With Stoeckley holding towels to her nose and tilting her head back in an attempt to get the bleeding to stop, Wendy Rouder
spent the afternoon with her in her motel room. As the bleeding gradually subsided, Stoeckley and Rouder began to talk. It was mostly small talk—Stoeckley described to Rouder how she had had, at one time, a magnificent singing voice, and how, had it not been for the stroke she had suffered, she might have had a career in opera.

Eventually, there came a lull in the conversation. Then Stoeckley said, "I"still think I could have been there that night."

 

"What makes you think so?" Rouder asked.

 

"I don't know." There was another pause. Then Stoeckley said, "That rocking horse. That rocking horse in Kristen's room." Seeing the toy horse depicted in one of the crime scene photographs had brought back to Stoeckley a flash—of memory? of imagination?—in which she had been sitting on the horse, trying to ride it, but had been unable to, because "the wheels were broken and it wouldn't roll." (The rocking horse, as it happened, had been on runners, not wheels.)

Then, after another pause, Stoeckley added, "You know, Kristen. Kristen Jean. Those pictures. When I looked at those pictures, I knew I had seen her somewhere before."

Rouder kept talking to Stoeckley throughout the afternoon, taking notes on the conversation. At one point, she asked if Stoeckley still felt guilt about her involvement.

"Of course," Stoeckley replied. "What do you think I have taken all these damn drugs for?"
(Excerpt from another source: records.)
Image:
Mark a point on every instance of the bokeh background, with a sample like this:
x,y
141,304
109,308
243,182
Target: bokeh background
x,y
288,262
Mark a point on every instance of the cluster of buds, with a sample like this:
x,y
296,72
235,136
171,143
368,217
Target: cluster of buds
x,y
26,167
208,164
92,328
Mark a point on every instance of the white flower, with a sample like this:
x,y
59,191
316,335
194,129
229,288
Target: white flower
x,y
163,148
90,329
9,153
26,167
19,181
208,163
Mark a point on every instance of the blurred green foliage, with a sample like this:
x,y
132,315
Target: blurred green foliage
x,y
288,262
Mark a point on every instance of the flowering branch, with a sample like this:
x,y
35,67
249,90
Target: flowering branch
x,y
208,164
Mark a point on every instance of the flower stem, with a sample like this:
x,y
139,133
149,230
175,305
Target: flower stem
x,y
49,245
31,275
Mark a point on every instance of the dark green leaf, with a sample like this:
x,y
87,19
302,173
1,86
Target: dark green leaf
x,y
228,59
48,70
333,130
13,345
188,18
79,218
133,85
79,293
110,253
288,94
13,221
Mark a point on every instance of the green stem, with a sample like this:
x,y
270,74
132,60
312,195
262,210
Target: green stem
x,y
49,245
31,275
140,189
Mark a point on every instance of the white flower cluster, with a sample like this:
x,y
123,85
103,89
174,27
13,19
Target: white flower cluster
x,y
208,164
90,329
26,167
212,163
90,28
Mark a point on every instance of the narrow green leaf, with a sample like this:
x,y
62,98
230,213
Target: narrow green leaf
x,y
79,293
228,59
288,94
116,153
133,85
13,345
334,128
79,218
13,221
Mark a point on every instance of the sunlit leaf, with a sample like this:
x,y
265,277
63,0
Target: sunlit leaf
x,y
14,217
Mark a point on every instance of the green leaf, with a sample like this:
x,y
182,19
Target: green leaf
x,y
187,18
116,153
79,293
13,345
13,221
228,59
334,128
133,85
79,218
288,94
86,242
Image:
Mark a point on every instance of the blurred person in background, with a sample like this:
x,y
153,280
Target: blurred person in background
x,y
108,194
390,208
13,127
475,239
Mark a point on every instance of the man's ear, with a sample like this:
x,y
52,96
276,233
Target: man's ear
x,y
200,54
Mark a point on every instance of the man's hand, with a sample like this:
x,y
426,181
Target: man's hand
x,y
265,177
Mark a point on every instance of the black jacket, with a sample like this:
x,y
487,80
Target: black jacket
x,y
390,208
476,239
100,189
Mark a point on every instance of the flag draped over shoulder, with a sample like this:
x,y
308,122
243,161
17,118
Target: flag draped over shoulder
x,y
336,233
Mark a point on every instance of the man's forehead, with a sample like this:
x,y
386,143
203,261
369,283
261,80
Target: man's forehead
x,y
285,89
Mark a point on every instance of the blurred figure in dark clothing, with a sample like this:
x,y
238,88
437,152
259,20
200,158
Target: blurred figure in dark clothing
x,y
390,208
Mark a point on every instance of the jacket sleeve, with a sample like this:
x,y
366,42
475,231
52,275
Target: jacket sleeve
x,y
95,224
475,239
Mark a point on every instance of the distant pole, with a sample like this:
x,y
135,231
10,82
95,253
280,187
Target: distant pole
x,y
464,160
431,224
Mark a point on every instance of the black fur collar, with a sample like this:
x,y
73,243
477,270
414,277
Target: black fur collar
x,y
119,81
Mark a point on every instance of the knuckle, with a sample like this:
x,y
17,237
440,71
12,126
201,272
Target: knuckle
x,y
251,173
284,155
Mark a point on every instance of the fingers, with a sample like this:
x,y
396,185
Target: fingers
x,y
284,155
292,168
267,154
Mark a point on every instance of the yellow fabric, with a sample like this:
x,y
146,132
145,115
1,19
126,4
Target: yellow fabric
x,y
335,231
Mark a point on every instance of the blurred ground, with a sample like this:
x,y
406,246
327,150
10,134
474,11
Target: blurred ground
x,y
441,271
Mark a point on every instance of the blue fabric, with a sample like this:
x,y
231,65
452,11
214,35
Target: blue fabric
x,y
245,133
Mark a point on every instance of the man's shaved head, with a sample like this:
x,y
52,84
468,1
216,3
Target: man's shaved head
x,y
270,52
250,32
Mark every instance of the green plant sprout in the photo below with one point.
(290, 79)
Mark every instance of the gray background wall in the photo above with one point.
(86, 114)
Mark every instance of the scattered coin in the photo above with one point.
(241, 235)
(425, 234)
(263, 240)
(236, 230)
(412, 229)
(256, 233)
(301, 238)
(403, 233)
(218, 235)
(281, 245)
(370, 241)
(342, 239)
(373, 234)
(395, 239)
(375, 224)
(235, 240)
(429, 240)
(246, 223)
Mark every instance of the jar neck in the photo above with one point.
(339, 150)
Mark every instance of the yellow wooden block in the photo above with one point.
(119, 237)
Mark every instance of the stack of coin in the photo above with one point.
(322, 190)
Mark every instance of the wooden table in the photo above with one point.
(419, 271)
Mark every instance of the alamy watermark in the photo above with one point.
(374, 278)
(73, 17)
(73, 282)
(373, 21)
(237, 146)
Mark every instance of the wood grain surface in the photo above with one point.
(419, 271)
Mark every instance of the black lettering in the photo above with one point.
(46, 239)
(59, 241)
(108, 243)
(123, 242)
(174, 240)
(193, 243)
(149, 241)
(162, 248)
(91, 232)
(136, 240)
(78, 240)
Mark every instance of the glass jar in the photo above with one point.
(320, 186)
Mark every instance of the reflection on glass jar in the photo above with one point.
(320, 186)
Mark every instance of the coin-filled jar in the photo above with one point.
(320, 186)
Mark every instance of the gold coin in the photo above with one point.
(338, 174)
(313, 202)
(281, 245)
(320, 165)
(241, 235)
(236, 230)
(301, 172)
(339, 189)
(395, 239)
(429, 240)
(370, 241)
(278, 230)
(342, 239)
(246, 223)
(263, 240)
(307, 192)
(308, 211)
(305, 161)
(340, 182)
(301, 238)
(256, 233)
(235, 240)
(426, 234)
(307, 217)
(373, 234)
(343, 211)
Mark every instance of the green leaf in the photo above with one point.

"If MacDonald were convicted," Rouder asked, "do you think you could live with that guilt, too?"

 

"I don't think so."

"Isn't there anything you could do to get rid of the guilt?" "Maybe sodium pentathol, or hypnosis, or something," Stoeckley said.

 

The conversation was interrupted by the manager of the Journey's End, who called to say that Stoeckley was no longer welcome at the motel.

A room was obtained for her at a nearby Hilton. Later in the afternoon, as Rouder and Stoeckley sat together in an automobile, en route from one motel to the other, Stoeckley again said, "I still think I was there in that house that night."

"Helena, is that a feeling you are having or a memory?" Rouder asked.

"It's a memory," Stoeckley said. "I remember standing at the couch, holding a candle, only, you know, it wasn't dripping wax. It was dripping blood."

 

* * *

 

Punctual as always, Judge Dupree strode quickly into the courtroom Monday morning and immediately asked to see counsel for both sides at the bench.

"Since court adjourned on Friday afternoon," he said, "I have spent a substantial portion of my waking hours researching and deciding the rather interesting evidentiary question which was posed—the question being whether statements by the witness Stoeckley should be admissible through other witnesses— statements made outside of court in far distant times.

"I will rule," he continued, "that these proposed statements do not comply with the trustworthy requisites of 804 (b) (3). In fact, far from being clearly corroborated and trustworthy, they are about as unclearly trustworthy—or, clearly untrustworthy, let me say—as any statements that I have ever seen or heard.

"This witness, in her examination and cross-examination here in court, has been, to use the government counsel's terminology, 'all over the lot.' The statements which she has made out of court were 'all over the lot,' also, so it can't really be said that the hearing of those statements would lead to any different conclusion than what the jurors got while she was here in open court.

"This testimony, I think, has no trustworthiness at all. Here you have a girl who, when she made the statements, was, in most instances heavily drugged, if not hallucinating. And she has told us that herself. She has stated that in person. I think that this evidence would tend to confuse the issues, mislead the jury, cause undue delay, and be a waste of time. She has already told this jury everything that you proposed to show by these witnesses.

"And, Mr. Segal, let me say that I did not reach this decision lightly. I spent roughly seven hours on this thing on Saturday. I spent the entire day Sunday until 11:30 last night wrestling with this thing. And, as I do routinely in criminal cases—I lean over backwards to make sure that no criminal defendant is ever deprived of a defense.